Die einzelnen Zusatzaufgaben ermöglichen eine Verbesserung und Qualitätssicherung der Versorgung geriatrischer Patienten im Akutkrankenhaus.

Anwendung des IPK

Bereits im Rahmen der Ausbildung zur DGKP durfte ich das IPK kennenlernen. Das Konzept wurde damals von der Urheberin Maria Riedl im Unterrichtsfach Pflege alter Menschen gelehrt. Jedoch begann ich mich erst im Jahr 2016 durch die Teilnahme an der offenen Kursreihe intensiver mit der Integrativen Pflege zu beschäftigen.

Seit Mai 2017 darf ich das IPK als zertifizierte Anwenderin im akuten Setting nutzen. Das Konzept wird hauptsächlich für die Kommunikation mit Menschen mit Demenz benötigt und angewendet. Pflegende versuchen, ihre Arbeit auf die individuellen Bedürfnisse des Patienten abzustimmen. Das Normalitätsprinzip ist ein Kernelement des Konzepts und beschreibt, was für den alten Menschen im Alltag als „normal“ gilt.

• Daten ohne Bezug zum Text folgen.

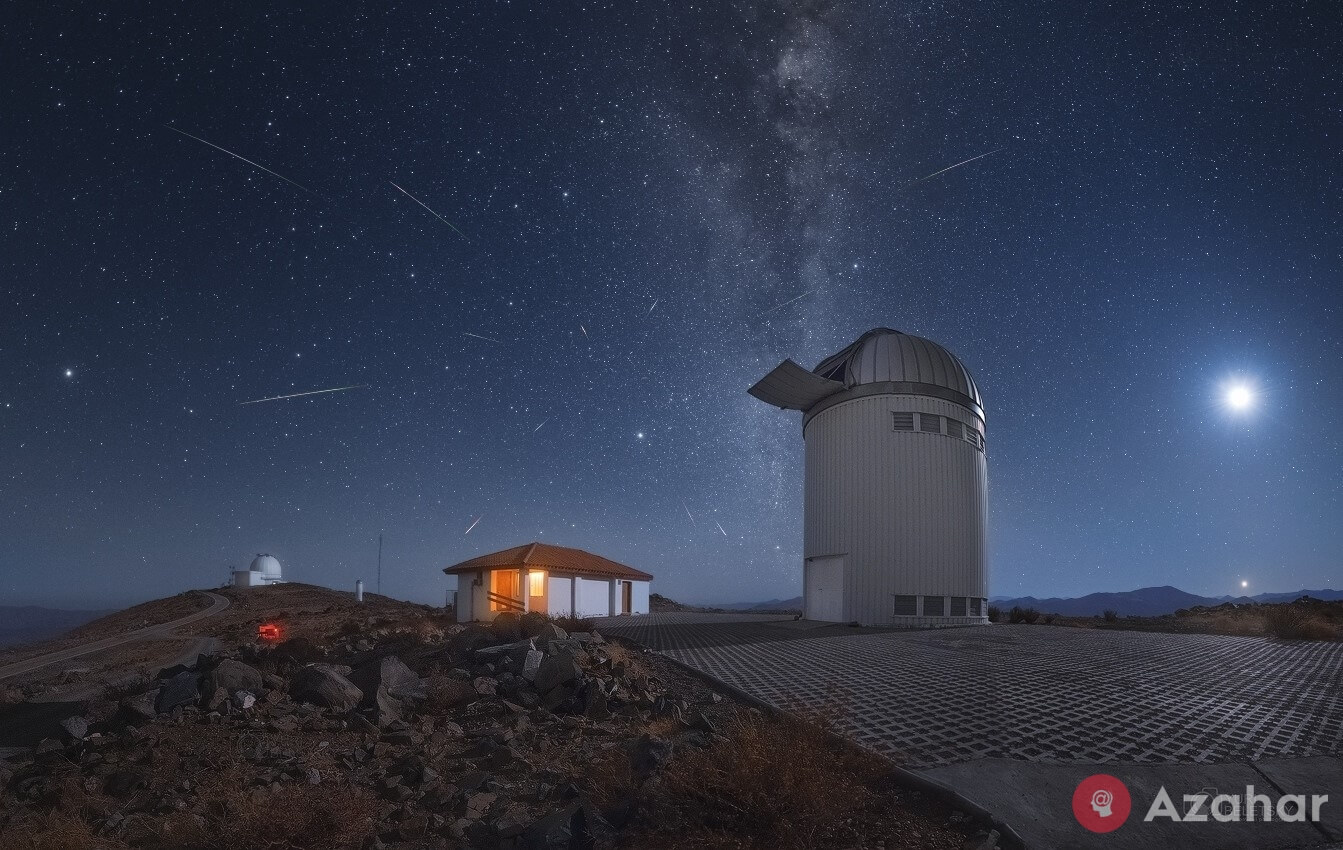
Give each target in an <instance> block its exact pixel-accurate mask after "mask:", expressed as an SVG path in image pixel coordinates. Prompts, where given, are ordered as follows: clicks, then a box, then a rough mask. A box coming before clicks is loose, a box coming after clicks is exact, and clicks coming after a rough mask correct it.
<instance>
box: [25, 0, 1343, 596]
mask: <svg viewBox="0 0 1343 850" xmlns="http://www.w3.org/2000/svg"><path fill="white" fill-rule="evenodd" d="M0 16H3V24H4V26H3V28H0V30H3V32H0V66H3V74H0V91H3V105H4V110H3V111H4V118H3V121H0V142H3V144H0V364H3V368H0V604H50V606H62V607H110V606H120V604H129V603H133V602H137V600H142V599H149V598H156V596H161V595H167V594H169V592H177V591H181V589H185V588H189V587H210V585H216V584H219V583H222V581H223V580H224V579H226V577H227V573H228V569H231V568H244V567H246V565H247V563H248V561H250V560H251V556H252V555H254V553H257V552H270V553H274V555H277V556H278V557H279V559H281V561H282V563H283V567H285V571H286V576H287V577H290V579H295V580H304V581H313V583H318V584H326V585H332V587H351V585H352V584H353V580H355V579H356V577H364V579H365V580H369V585H371V587H372V579H373V573H375V564H376V557H377V537H379V534H380V533H381V534H383V536H384V555H383V557H384V568H383V569H384V571H383V591H384V592H387V594H389V595H395V596H400V598H406V599H414V600H419V602H430V603H442V599H443V591H445V588H446V587H449V584H450V581H449V580H446V577H445V576H443V575H442V572H439V571H441V568H442V567H445V565H447V564H451V563H455V561H458V560H463V559H466V557H471V556H474V555H479V553H483V552H490V551H494V549H500V548H505V547H510V545H517V544H521V542H526V541H532V540H543V541H549V542H555V544H561V545H575V547H580V548H586V549H591V551H595V552H599V553H602V555H606V556H608V557H612V559H615V560H619V561H623V563H627V564H631V565H635V567H639V568H642V569H646V571H649V572H653V573H655V576H657V579H655V581H654V588H653V589H655V591H661V592H663V594H666V595H669V596H673V598H677V599H682V600H686V602H701V603H706V602H736V600H764V599H772V598H788V596H794V595H798V594H800V575H802V568H800V559H802V438H800V415H799V414H796V412H783V411H778V410H775V408H771V407H768V406H766V404H763V403H760V402H756V400H755V399H752V397H751V396H748V395H747V393H745V389H747V388H748V387H749V385H751V384H753V383H755V381H756V380H757V379H759V377H760V376H763V375H764V373H766V372H767V371H768V369H770V368H772V367H774V365H775V364H776V363H778V361H780V360H782V359H784V357H792V359H794V360H796V361H799V363H803V364H804V365H807V367H813V365H815V363H817V361H818V360H821V359H822V357H823V356H825V355H829V353H831V352H834V350H838V349H839V348H842V346H845V345H847V344H849V342H850V341H851V340H853V338H855V337H857V336H858V334H860V333H862V332H864V330H868V329H869V328H874V326H890V328H897V329H901V330H905V332H909V333H916V334H920V336H925V337H929V338H932V340H936V341H939V342H941V344H943V345H945V346H947V348H950V349H951V350H954V352H955V353H956V355H959V356H960V357H962V359H963V360H964V363H966V364H967V365H968V368H970V369H971V372H972V373H974V375H975V377H976V380H978V383H979V385H980V388H982V392H983V396H984V402H986V411H987V447H988V474H990V576H991V579H990V594H991V595H1025V594H1034V595H1039V596H1045V595H1081V594H1086V592H1093V591H1116V589H1132V588H1136V587H1143V585H1152V584H1175V585H1178V587H1180V588H1183V589H1187V591H1191V592H1198V594H1211V595H1221V594H1232V592H1240V583H1241V581H1242V580H1246V581H1249V587H1250V591H1249V592H1254V591H1256V589H1257V591H1291V589H1297V588H1303V587H1311V588H1317V587H1328V585H1331V584H1332V585H1334V587H1338V585H1339V579H1338V576H1339V575H1340V569H1339V568H1340V565H1343V564H1340V561H1343V557H1340V556H1343V524H1340V522H1339V518H1340V517H1343V498H1340V497H1343V474H1340V473H1343V367H1340V363H1343V360H1340V355H1343V346H1340V341H1343V316H1340V306H1343V273H1340V261H1343V230H1340V227H1339V220H1340V214H1343V165H1340V162H1343V160H1340V156H1339V146H1340V142H1343V62H1338V52H1336V48H1338V47H1336V46H1338V43H1339V39H1340V38H1343V24H1340V21H1339V19H1338V17H1336V12H1335V11H1334V9H1331V4H1328V3H1323V1H1312V3H1291V4H1268V3H1240V4H1225V3H1180V4H1171V3H1076V1H1073V0H1058V1H1054V0H1044V1H1041V3H1030V4H1009V3H975V4H944V3H857V1H843V0H835V1H833V3H829V1H819V0H806V1H792V0H782V1H779V0H776V1H767V3H745V1H743V3H706V4H690V3H651V1H643V0H622V1H618V3H584V4H575V3H571V1H556V3H540V4H535V5H533V4H524V3H473V4H462V5H461V7H459V4H441V3H418V4H406V3H387V4H349V5H345V4H320V3H310V4H297V3H295V4H282V5H278V7H274V8H273V7H271V4H180V3H172V4H168V3H137V4H121V5H106V4H78V5H66V4H62V3H19V4H9V5H8V7H7V8H5V11H4V12H0ZM982 154H987V156H982ZM972 157H979V158H975V160H974V161H970V162H964V161H966V160H971V158H972ZM960 162H964V164H962V165H959V167H956V168H951V169H950V171H944V172H943V173H939V175H936V176H933V175H935V173H936V172H940V171H943V169H947V168H948V167H952V165H956V164H960ZM1233 383H1240V384H1244V385H1245V387H1248V388H1250V389H1252V392H1253V404H1250V406H1249V408H1248V410H1244V411H1238V410H1233V408H1232V407H1229V406H1228V404H1226V403H1225V393H1226V391H1228V387H1229V385H1230V384H1233ZM349 385H359V387H357V388H355V389H346V391H342V392H332V393H321V395H310V396H299V397H293V399H281V400H273V402H263V403H257V404H243V402H248V400H255V399H263V397H271V396H281V395H289V393H301V392H309V391H314V389H325V388H334V387H349ZM473 524H474V525H473ZM467 528H470V529H471V530H470V533H466V530H467Z"/></svg>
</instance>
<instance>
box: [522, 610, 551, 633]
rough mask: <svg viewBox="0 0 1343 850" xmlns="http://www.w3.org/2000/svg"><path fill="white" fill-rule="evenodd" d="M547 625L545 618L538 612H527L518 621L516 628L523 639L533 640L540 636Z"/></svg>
mask: <svg viewBox="0 0 1343 850" xmlns="http://www.w3.org/2000/svg"><path fill="white" fill-rule="evenodd" d="M548 624H549V620H548V619H547V616H545V615H544V614H541V612H539V611H528V612H526V614H524V615H522V616H521V619H520V620H518V627H520V628H521V630H522V636H524V638H535V636H536V635H539V634H541V632H543V631H544V630H545V627H547V626H548Z"/></svg>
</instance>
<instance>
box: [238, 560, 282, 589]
mask: <svg viewBox="0 0 1343 850" xmlns="http://www.w3.org/2000/svg"><path fill="white" fill-rule="evenodd" d="M281 581H283V579H282V577H281V572H279V559H277V557H275V556H274V555H266V553H258V555H257V557H255V559H252V564H251V567H250V568H248V569H239V571H235V572H234V587H259V585H263V584H279V583H281Z"/></svg>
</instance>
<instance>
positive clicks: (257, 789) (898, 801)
mask: <svg viewBox="0 0 1343 850" xmlns="http://www.w3.org/2000/svg"><path fill="white" fill-rule="evenodd" d="M295 592H297V591H295ZM252 599H262V598H261V596H259V595H258V596H252ZM269 599H271V603H273V602H274V600H275V599H278V598H269ZM269 604H270V603H269ZM388 611H391V608H388ZM430 611H432V610H430ZM338 612H340V616H337V614H338ZM271 614H273V612H271ZM247 618H252V619H258V616H257V612H255V611H254V612H251V614H248V612H247V611H246V610H244V611H240V612H235V614H234V615H232V619H231V620H228V622H226V623H222V624H216V628H219V630H220V632H222V634H224V635H228V636H235V638H238V641H235V642H232V643H228V645H226V646H228V647H230V649H227V650H224V651H222V653H220V654H219V655H214V657H201V658H199V659H197V661H196V663H195V665H192V666H189V667H177V669H168V670H163V671H161V673H160V674H158V675H156V677H154V678H153V679H144V681H138V682H136V683H134V685H132V686H128V688H122V689H120V690H113V692H109V693H106V694H105V698H102V700H95V701H91V702H89V704H83V705H79V706H78V708H79V709H81V710H77V712H64V714H67V716H64V717H63V720H60V722H59V725H55V724H56V721H55V718H54V720H52V724H54V732H52V735H51V737H47V739H46V740H42V741H40V743H38V744H36V747H34V748H32V749H31V752H28V753H26V755H21V756H17V757H13V759H11V761H9V763H0V846H3V847H34V849H38V847H42V849H46V847H52V849H55V847H60V849H64V847H71V849H77V847H101V849H106V850H115V849H118V847H230V849H231V850H236V849H238V847H445V846H446V847H539V849H540V847H831V846H842V847H888V849H894V847H929V849H936V847H948V849H960V847H966V846H970V847H980V846H983V847H991V846H994V839H992V835H991V834H988V835H986V833H987V824H980V823H975V822H974V819H971V818H970V816H967V815H964V814H963V812H959V811H955V810H952V808H948V807H947V806H945V804H943V803H940V802H937V800H935V799H932V798H928V796H924V795H920V794H919V792H915V791H909V790H907V788H905V787H904V786H902V784H901V783H900V782H898V780H897V777H896V776H894V773H893V771H892V769H890V765H889V764H888V763H885V761H881V760H880V759H877V757H874V756H872V755H869V753H865V752H862V751H858V749H855V748H851V747H847V745H845V744H842V743H838V741H837V740H835V739H834V737H831V736H829V735H827V733H826V730H825V729H823V726H825V725H826V724H827V722H829V721H830V720H831V718H829V717H826V716H817V717H811V718H807V720H798V718H792V717H786V716H780V717H772V716H766V714H761V713H760V712H757V710H755V709H751V708H747V706H743V705H739V704H736V702H733V701H732V700H731V698H727V697H725V696H723V694H720V693H717V692H714V690H712V689H710V688H708V686H706V685H705V683H702V682H701V681H700V679H697V678H694V677H692V675H689V674H686V673H685V671H682V670H681V669H680V667H677V666H674V665H673V663H672V662H669V661H666V659H663V658H661V657H658V655H650V654H646V653H642V651H641V650H639V649H638V647H635V646H633V645H623V643H618V642H608V641H604V639H603V638H602V636H600V635H599V634H596V632H595V631H591V630H582V631H572V632H567V631H565V630H564V628H561V627H560V626H557V624H556V623H555V622H551V620H548V619H547V618H544V616H540V615H528V616H526V618H517V616H513V615H502V616H501V618H500V620H497V622H496V623H494V624H492V626H490V627H482V626H457V624H449V623H445V622H442V619H441V618H438V616H435V615H432V614H419V615H411V616H407V615H406V611H402V616H400V618H399V619H398V618H393V616H389V615H371V614H369V612H368V610H363V611H360V610H357V608H356V610H353V611H352V610H349V608H345V607H342V606H336V607H332V611H328V612H326V616H325V619H322V622H321V626H320V627H318V626H316V624H314V623H313V619H316V618H313V619H305V620H304V626H302V627H301V628H297V630H290V631H304V632H305V634H299V635H293V634H291V635H290V636H289V638H287V639H285V641H281V642H277V643H265V642H259V641H258V639H255V638H250V636H248V638H242V635H238V634H236V632H235V630H236V628H238V627H239V624H246V623H247V622H248V620H247ZM262 619H263V618H262ZM571 626H572V627H575V628H584V627H583V624H580V623H571Z"/></svg>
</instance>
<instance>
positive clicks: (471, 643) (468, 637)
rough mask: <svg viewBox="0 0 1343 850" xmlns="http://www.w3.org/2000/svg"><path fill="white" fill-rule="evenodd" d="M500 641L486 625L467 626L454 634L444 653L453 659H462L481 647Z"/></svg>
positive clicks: (496, 636)
mask: <svg viewBox="0 0 1343 850" xmlns="http://www.w3.org/2000/svg"><path fill="white" fill-rule="evenodd" d="M494 643H498V638H497V636H496V634H494V632H493V631H490V630H489V627H486V626H467V627H466V628H463V630H462V631H459V632H457V634H455V635H453V638H451V639H450V641H449V642H447V647H445V650H443V654H445V655H447V658H449V659H451V661H462V659H463V658H467V657H470V654H471V653H473V651H475V650H478V649H481V647H485V646H493V645H494Z"/></svg>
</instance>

Durch die Integration der Lebensgewohnheiten der Patienten in den Pflegealltag gelingt der Aufenthalt im Akutkrankenhaus komplikationsärmer und stressfreier für den alten Menschen. Ein Beispiel hierfür ist die Adaption der gewohnten Essenzeiten und Rituale vor dem Essen.

Das Besondere am IPK

Das Besondere am IPK ist für mich der ganzheitliche Ansatz, welcher den Körper, die Psyche und die Biografie des alten Menschen in Verbindung bringt. Die Berücksichtigung biografischer Prägung und das Verständnis für die Psyche erleichtern mir den Pflegealltag enorm.

Probleme oder Symptome des Patienten können tiefgründiger analysiert werden. Durch das „genaue Hinsehen“ können individuelle Maßnahmen abgeleitet werden, wodurch der Patient an Sicherheit und positiven Gefühlen gewinnt.

Generell gelingt mir die Betreuung geriatrischer Patienten durch die Ansätze aus dem IPK um vieles besser, die Arbeitszufriedenheit ist gestiegen und ich denke, auch die Patienten- und Angehörigenzufriedenheit.

Diese positiven Erfahrungen machen mich dankbar und motivieren mich weiter, die Gedanken und Ansätze des IPK zu verbreiten, um die Pflege alter Menschen zu verbessern.